Colorado’s share of LIHEAP last year, delivered in the form of block grants to the state’s Low-income Energy Assistance Program (LEAP), was $62 million. The Obama administration in February proposed cutting overall LIHEAP funding in half, meaning Colorado is faced with receiving only $31 million for the winter of 2011-12.
“It’s going to be grim next winter, that’s for sure,” said Skip Arnold, executive director of the non-profit Energy Outreach Colorado (EOC), which provides low-income energy assistance during the summer months.
“Of course, those numbers aren’t settled yet, but they seem all but settled,” Arnold said. “When the president agrees that the LIHEAP should be cut in half then it seems fairly close to a done deal.
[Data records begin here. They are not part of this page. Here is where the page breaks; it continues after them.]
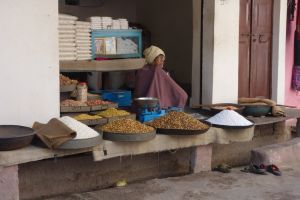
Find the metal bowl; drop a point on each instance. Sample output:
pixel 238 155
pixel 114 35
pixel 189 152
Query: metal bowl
pixel 147 102
pixel 257 110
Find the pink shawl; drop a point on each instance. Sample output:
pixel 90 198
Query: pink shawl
pixel 153 81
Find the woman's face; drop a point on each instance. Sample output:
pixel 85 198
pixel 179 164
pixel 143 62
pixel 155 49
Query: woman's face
pixel 159 60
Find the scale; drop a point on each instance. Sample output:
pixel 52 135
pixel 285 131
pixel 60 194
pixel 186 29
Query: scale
pixel 148 109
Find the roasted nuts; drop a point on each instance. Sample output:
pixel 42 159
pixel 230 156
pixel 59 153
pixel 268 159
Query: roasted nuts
pixel 178 120
pixel 72 103
pixel 128 126
pixel 63 80
pixel 112 112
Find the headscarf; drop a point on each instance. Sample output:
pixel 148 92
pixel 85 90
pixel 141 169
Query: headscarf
pixel 151 53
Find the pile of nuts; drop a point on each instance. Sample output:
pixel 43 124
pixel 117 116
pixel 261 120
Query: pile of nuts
pixel 96 102
pixel 178 120
pixel 127 126
pixel 112 112
pixel 66 80
pixel 83 117
pixel 70 103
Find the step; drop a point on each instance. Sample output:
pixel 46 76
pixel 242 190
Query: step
pixel 282 154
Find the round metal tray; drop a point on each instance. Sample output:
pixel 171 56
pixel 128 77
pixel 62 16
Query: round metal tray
pixel 239 108
pixel 15 137
pixel 123 137
pixel 182 131
pixel 233 127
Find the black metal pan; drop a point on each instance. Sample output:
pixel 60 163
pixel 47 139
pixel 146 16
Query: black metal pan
pixel 15 137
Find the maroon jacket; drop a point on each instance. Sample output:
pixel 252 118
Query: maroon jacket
pixel 153 81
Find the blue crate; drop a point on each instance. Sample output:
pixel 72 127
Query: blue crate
pixel 122 97
pixel 130 33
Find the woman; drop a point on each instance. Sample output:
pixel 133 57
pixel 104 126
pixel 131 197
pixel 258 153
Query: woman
pixel 153 81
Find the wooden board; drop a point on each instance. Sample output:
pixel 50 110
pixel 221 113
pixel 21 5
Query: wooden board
pixel 104 65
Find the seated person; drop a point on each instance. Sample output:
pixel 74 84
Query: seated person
pixel 153 81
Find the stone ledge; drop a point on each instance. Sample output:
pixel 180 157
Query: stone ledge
pixel 282 154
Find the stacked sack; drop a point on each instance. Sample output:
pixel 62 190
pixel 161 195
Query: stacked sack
pixel 102 23
pixel 126 46
pixel 83 41
pixel 124 24
pixel 67 46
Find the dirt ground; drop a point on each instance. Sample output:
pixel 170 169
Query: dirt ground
pixel 208 185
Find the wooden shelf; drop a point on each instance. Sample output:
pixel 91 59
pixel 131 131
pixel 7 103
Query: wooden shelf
pixel 102 66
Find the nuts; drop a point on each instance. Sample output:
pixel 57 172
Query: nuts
pixel 112 112
pixel 178 120
pixel 128 126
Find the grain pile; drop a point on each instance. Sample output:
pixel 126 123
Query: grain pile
pixel 178 120
pixel 112 112
pixel 229 118
pixel 82 130
pixel 127 126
It’s going to go from $5.1 billion [nationwide] two years ago to $4.7 billion last year to about $2 billion. It’s going to get cut in half.”
Compare that to the $15 billion a year that the U.S. military admits to spending on overall fuel cost around the world, or the $1.5 billion it spent on fuel in Afghanistan alone between October of 2010 and May of this year. One former Pentagon official recently told NPR that air conditioning in Iraq and Afghanistan costs the military more than $20 billion a year when road building, fuel convoy security and other infrastructure is factored in.
Anticipating severe cuts to LIHEAP, states across the Midwest and South are slashing benefits for summer cooling programs to save money for winter, meaning low-income households broiling in the recent heat wave have had to turn off air conditioners to pay doctor bills and buy groceries. States are worried they won’t have enough money left for heating assistance when winter cold sets in.
Colorado doesn’t have that problem because it’s much cooler and less humid, even on the Front Range (where temperatures have pushed 100 in recent days), and because EOC’s summer assistance program was fully funded by the legislature last session. But the winter will be a different story this year, especially if it’s unusually snowy and cold.
Last year, Colorado used its share of LIHEAP to dole out about $370 each to 126,000 low-income households struggling to pay their home heating bills during the winter months between Nov. 1 and April 30.
Todd Jorgensen, executive director of LEAP, said that number will drop to 113,000 next winter, which includes a 5 percent increase in households in need due to the ongoing economic downturn.
Jorgensen said this all comes at a time when economic uncertainty has dramatically increased the number of households in need. He said that during the winters of 2008-09 and 2009-10, LEAP saw an eligibility increase each year of about 30 percent over the previous year.
Given the expected federal cuts, the state this year is leaning toward decreasing its eligibility requirement (currently set at 185 percent of federal poverty levels) to 150 percent. That way fewer people will receive that same $370 six-month benefit.
If the eligibility requirement stayed the same, Jorgensen said, around 130,000 households would receive a much lower benefit of slightly over $200 for six months, which raises the question of whether the benefits warrant the administration costs.
Jorgensen hopes Arnold’s organization can step in to some degree and help mitigate the impacts to the 17,000 households that received energy assistance last winter but likely won’t be eligible this coming winter.
“Even without these reductions we are not able to cover the full need and we see that, the EOC sees that,” Jorgensen said. “People are making tough decisions between paying for the prescription or buying groceries or those kinds of things. That unfortunately will be exacerbated.”